Spain, Italy raise €9-bn in bond sales; but yields rise
14 Jan 2011
Allaying fears of an immediate financial crisis, debt-laden euro zone nations Spain and Italy yesterday successfully raised €3 billion and €6 billion respectively from the international bond market, but at higher yields than their previous issues.
Portugal, another troubled euro zone member, raised €1.25 billion through debt auction Wednesday that saw a strong demand from investors, boosting the market sentiment for Thursday's bond auctions.
The first bond sales in 2011 had a soothing effect on the European markets as they raised confidence in the ability of weaker euro zone members to service their debts.
Spain, the fourth-largest euro zone economy has been in focus along with neighbour Portugal for a potential international bailout, as both the nations have been struggling to shore up their economies from sovereign debt crises.
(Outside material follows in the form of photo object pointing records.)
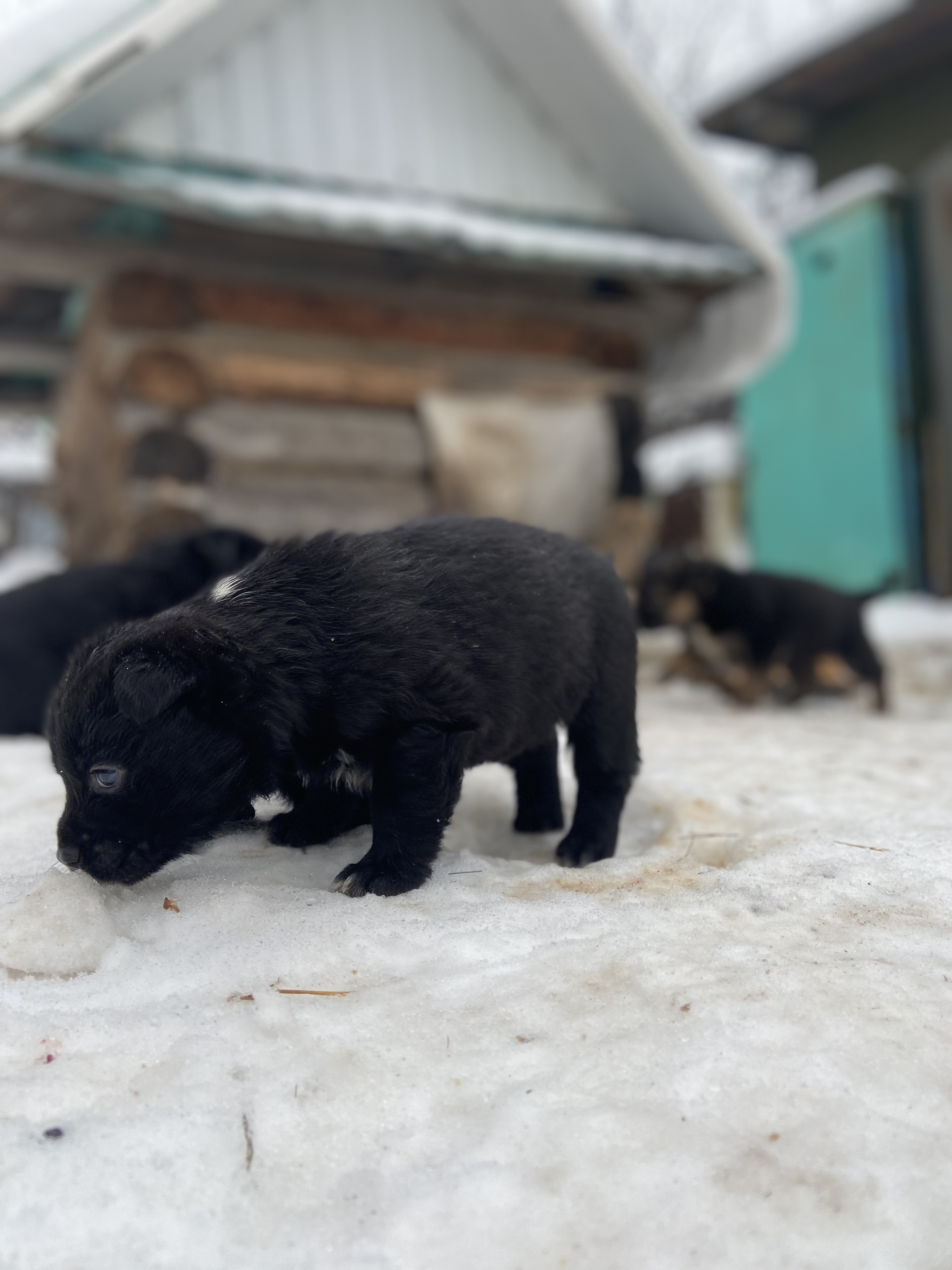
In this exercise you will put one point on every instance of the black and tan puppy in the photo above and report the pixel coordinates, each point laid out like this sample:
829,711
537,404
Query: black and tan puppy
777,633
358,676
44,621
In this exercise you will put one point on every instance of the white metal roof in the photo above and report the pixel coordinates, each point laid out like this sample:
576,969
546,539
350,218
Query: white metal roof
508,126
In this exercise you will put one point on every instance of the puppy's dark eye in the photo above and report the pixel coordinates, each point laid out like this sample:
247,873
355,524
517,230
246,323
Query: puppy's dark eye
106,778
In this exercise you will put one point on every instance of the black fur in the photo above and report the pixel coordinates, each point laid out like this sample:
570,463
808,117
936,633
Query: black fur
358,676
776,621
44,621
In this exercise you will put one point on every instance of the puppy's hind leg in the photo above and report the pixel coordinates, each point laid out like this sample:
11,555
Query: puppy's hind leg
605,741
859,654
417,781
320,813
539,799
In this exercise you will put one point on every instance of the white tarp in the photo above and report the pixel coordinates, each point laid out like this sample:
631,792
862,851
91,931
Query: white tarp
546,463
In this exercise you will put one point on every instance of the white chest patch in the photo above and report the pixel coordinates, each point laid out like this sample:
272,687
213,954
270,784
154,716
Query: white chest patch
226,587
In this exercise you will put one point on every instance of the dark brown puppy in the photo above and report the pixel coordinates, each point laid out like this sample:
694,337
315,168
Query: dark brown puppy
784,632
358,676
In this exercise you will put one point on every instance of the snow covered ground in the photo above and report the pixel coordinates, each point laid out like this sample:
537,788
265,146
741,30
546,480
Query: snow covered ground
729,1047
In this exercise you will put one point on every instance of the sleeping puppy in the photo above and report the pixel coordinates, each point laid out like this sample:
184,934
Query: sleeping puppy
358,676
44,621
790,635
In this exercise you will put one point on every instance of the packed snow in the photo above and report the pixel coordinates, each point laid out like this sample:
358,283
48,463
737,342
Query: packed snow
728,1047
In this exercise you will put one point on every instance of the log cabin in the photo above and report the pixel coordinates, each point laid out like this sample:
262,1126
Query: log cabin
343,263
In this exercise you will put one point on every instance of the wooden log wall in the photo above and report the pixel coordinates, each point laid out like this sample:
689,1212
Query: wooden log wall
287,412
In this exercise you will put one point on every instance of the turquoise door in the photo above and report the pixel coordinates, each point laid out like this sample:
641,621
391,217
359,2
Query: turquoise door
831,485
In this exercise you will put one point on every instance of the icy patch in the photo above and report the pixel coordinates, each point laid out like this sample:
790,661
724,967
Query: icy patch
21,565
61,927
908,619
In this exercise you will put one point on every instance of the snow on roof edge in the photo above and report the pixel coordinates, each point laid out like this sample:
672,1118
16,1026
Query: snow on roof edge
303,210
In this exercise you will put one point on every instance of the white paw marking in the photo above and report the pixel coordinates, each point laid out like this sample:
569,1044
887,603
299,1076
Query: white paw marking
226,587
350,885
353,775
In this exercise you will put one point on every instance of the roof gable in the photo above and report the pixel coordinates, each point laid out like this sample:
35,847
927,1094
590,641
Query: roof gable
394,94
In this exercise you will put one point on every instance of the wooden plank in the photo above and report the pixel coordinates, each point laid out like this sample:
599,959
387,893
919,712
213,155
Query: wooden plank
92,452
284,508
262,364
167,378
149,299
331,437
261,375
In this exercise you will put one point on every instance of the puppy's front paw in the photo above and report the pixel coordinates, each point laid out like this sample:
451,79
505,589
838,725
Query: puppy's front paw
372,878
574,851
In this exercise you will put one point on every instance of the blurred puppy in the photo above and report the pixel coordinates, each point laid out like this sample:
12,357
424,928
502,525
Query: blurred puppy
753,633
44,621
358,676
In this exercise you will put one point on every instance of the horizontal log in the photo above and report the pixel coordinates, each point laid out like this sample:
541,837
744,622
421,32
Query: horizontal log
164,301
165,378
284,510
261,375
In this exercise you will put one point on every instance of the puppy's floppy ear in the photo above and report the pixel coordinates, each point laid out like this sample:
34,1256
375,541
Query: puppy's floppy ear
144,686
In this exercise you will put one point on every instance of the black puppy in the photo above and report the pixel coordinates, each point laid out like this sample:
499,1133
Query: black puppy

Both Spain and Portugal have been consistently denying the need for a financial rescue, reiterating they can deal with the present crisis on their own. (See: Portugal denies need for EU bailout; says 2010 budget deficit beats forecast \ Spain approves new austerity measures; says no need to tap EU fund)
Wednesday's and Thursday's debt auctions were considered to be key market tests for the weaker euro zone nations.
The Spanish treasury raised €3 billion through an auction of 5-year government bonds. The demand was 2.1 times more than the issue size, while it was 1.6 times in November.